Empty Bowls of El Paso is also an event to help raise money to eliminate
hunger in El Paso. All the proceeds collected stay in El Paso and
go to the West Texas Food Bank that serves El Paso County.
Culinary
art chef students prepare meals
in the kitchen at the TM campus.
Photo by Nathan Coleman
They
assist 85 organizations in El Paso including the Salvation Army, Rescue
Mission and the Center for Battered Women.
Last year the Art Student Society and the Culinary Arts department
raised $6,000 dollars.
Mary Scott, Valle Verde Art Instructor and club faculty advisor said,
“This event is a big help to those organizations because people
really do need food to live.”
Suzanne Roy, chef assistant said, “It makes me feel successful…
it makes feel like I’m doing my job because their success means
my success. I enjoy helping the students with any of their endeavors
when it comes to the culinary or any agriculture field.”
Lending a hand at Empty Bowls this year were 10 students from the
Culinary Arts department’s best chefs in El Paso, AFC members
and 10 students from the TM Campus. Scott also enlisted 25 students
to help at the event.
“I am happy for my students to learn that the arts can be used
specifically to benefit the community,” Scott said.

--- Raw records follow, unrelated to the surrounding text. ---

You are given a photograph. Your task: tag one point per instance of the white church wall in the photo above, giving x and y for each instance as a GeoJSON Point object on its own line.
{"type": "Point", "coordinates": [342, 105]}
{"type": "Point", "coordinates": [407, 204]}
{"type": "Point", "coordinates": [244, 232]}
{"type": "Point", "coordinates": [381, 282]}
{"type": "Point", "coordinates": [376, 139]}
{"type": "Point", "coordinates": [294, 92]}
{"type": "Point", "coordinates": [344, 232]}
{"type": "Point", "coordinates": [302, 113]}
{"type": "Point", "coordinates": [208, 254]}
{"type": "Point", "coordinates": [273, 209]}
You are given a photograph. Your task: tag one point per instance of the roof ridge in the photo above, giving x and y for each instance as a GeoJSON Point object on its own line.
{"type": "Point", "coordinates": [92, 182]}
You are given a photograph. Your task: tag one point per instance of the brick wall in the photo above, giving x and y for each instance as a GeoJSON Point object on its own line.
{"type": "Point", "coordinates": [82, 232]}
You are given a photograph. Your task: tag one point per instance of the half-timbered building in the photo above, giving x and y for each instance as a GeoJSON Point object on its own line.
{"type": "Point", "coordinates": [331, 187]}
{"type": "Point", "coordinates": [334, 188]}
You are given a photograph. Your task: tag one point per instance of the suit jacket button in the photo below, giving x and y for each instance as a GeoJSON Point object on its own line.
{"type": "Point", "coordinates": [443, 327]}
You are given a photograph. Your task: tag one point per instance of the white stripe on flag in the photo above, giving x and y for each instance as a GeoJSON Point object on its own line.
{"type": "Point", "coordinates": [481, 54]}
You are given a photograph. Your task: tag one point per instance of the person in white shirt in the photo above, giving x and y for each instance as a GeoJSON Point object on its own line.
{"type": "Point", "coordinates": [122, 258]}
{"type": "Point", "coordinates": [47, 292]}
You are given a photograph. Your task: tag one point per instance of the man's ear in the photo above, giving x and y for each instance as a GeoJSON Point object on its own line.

Students who signed up for the Service Learning Program and have volunteered
20 hours of their time and service to a non-profit organization will
receive a certificate through the Service Learning Program that is
available at EPCC.
Scott said, “I think that the experience they gain in serving
the community helps their own art work become better and richer.”
This year there was a variety of soup bowls and soups to fill them
such as: Tortilla, chicken noodle, corn chowder served with fresh
bread and bottled water.
Throughout the year, 250 to 300 people from the El Paso community
made bowls for this year’s Empty Bowls El Paso. Some participants
included: Mission Early College High School, a Brownie Troop from
Fort Bliss, Las Cruces Elementary, senior citizens, Loretto Middle
School Academy and several EPCC faculty, staff and students.
A Jazz band performed for this event. The purchase of a $10 ticket
gave buyers a choice of a decorated, hand-made bowl, filled with soup
that could later become a novelty for them to keep.